聽了橫須說那亭子,素虹望向那亭子,青牆綠螢,飛紅翹翠。如若是個美人站在那裏,真是絕然意境。
“有翼後來令人畫了那姑娘的畫像,那畫像雖然就是一個戴著麵紗的側影,卻是有翼僅有能抓住的記憶。”
“所以,他抓住我,是覺得我和那姑娘很像是嗎?”
“很像,卻又確定不是,因為你沒有神力。”
“那個姑娘為什麼來?為什麼走?”素虹確信自己挺清楚了故事的核心。
“不知道”橫須沉默了很久之後,才回答了素虹三個字。
“有翼在等她嗎?”
“一直在等”
這一次換到素虹沉默了。
“哈哈哈,我好像說了好多不該說的話?有翼知道了要殺掉我可怎麼辦!”
“也許哦,”素虹也學著和橫須的幽默互動起來,“感覺有翼是很小氣的人,你為什麼要冒著風險把他的秘密告訴我呢?”

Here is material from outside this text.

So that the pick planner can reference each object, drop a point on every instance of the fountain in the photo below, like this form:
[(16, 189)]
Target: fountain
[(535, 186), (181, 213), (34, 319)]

“不知道,隻是冥冥中覺得你也許應該知道真相。”橫須突然變得認真起來,“有翼沒有問你,不過他總有一天會問,可我現在就想知道,你所說的另外一個世界和輪回,是什麼?”
原來橫須有他真正想知道的東西,給自己看這個秘密,也許隻是取得交換前的信任而已。可自己要怎麼和他解釋呢,說是21世紀?說地球上早就沒有活著的神,甚至是他這種荒謬的超能力?說自己所謂的另一個世界其實自己也不知道,所謂的輪回也隻是佛教的心理安慰因果理論?肯定不能。
“在我的家鄉,我們以為人死了之後,是擺脫了這一世該受的業,如果這一世做了很多好事,也許死了之後,下一世會出生在更好的人家,有更好的命運。”
“輪回之後,還能再見麵,見麵還能認出來嗎?”橫須很認真地看著素虹。
“也許,就要看兩個人之間的緣分吧,那種思念的力量是不是能緊緊拴住兩個人,我也不知道。”素虹也不知道要怎樣和橫須解釋了。